Persuade Me if You Can: A Framework for Evaluating Persuasion Effectiveness and Susceptibility Among Large Language Models
Nimet Beyza Bozdag, Shuhaib Mehri, Gokhan Tur, Dilek Hakkani-Tür
TL;DR
PMIYC presents an automated, multi-agent framework to quantify persuasive effectiveness and susceptibility in LLMs through back-and-forth Persuader/Persuadee conversations across subjective and misinformation contexts. It defines a normalized change in agreement $\text{NC}(c)$ to enable cross-model comparisons and examines both single-turn and multi-turn interactions in a round-robin setup. Key findings show that larger models like Llama-3.3-70B-Instruct and GPT-4o are strong persuaders, while GPT-4o exhibits substantially greater resistance to misinformation persuasion; multi-turn exchanges amplify persuasive effects. The framework is validated against human annotations and prior work, offering a scalable alternative to human evaluation and providing insights for safer AI deployment by revealing how argument quality and belief alignment influence persuasion dynamics. Overall, PMIYC contributes a practical method for systematically studying persuasion in LLMs, with implications for alignment, safety, and responsible AI governance.
Abstract
Large Language Models (LLMs) demonstrate persuasive capabilities that rival human-level persuasion. While these capabilities can be used for social good, they also present risks of potential misuse. Moreover, LLMs' susceptibility to persuasion raises concerns about alignment with ethical principles. To study these dynamics, we introduce Persuade Me If You Can (PMIYC), an automated framework for evaluating persuasion through multi-agent interactions. Here, Persuader agents engage in multi-turn conversations with the Persuadee agents, allowing us to measure LLMs' persuasive effectiveness and their susceptibility to persuasion. We conduct comprehensive evaluations across diverse LLMs, ensuring each model is assessed against others in both subjective and misinformation contexts. We validate the efficacy of our framework through human evaluations and show alignment with prior work.
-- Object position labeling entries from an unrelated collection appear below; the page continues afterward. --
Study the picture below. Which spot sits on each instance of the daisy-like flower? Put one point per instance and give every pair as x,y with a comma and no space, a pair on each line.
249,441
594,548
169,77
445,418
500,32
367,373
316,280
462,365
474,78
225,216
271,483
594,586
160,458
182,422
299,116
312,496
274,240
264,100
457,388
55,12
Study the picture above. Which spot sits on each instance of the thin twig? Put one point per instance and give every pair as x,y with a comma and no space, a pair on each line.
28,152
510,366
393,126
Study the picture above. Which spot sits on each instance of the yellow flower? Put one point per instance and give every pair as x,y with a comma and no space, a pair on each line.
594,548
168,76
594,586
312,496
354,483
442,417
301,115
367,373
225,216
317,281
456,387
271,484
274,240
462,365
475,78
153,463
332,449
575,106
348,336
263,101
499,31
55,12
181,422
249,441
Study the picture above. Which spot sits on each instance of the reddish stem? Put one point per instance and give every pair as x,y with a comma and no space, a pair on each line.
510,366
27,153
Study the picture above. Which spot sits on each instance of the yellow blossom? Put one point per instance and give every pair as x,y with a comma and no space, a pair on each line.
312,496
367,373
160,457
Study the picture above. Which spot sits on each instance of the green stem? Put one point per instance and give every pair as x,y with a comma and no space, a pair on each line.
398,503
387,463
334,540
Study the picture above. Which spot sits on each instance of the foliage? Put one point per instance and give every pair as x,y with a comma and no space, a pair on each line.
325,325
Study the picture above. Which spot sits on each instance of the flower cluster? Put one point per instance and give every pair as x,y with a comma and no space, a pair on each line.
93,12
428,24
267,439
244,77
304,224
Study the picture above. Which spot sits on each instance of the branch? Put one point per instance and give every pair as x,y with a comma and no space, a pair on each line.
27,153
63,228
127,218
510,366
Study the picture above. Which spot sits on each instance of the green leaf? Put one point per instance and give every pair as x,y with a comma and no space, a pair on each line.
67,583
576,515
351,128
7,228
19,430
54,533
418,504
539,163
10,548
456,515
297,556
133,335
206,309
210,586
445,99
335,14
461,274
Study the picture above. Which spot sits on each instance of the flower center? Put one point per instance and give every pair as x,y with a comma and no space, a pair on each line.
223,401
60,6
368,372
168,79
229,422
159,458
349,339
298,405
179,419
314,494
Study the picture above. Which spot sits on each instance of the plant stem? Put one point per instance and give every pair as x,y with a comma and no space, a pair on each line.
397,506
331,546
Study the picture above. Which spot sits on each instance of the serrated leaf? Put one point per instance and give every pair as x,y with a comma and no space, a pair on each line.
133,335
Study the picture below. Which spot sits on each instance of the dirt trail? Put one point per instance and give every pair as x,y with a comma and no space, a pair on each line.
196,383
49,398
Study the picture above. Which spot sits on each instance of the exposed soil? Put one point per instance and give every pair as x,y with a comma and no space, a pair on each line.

PMIYC offers a scalable alternative to human annotation for studying persuasion in LLMs. Through PMIYC, we find that Llama-3.3-70B and GPT-4o exhibit similar persuasive effectiveness, outperforming Claude 3 Haiku by 30%. However, GPT-4o demonstrates over 50% greater resistance to persuasion for misinformation compared to Llama-3.3-70B. These findings provide empirical insights into the persuasive dynamics of LLMs and contribute to the development of safer AI systems.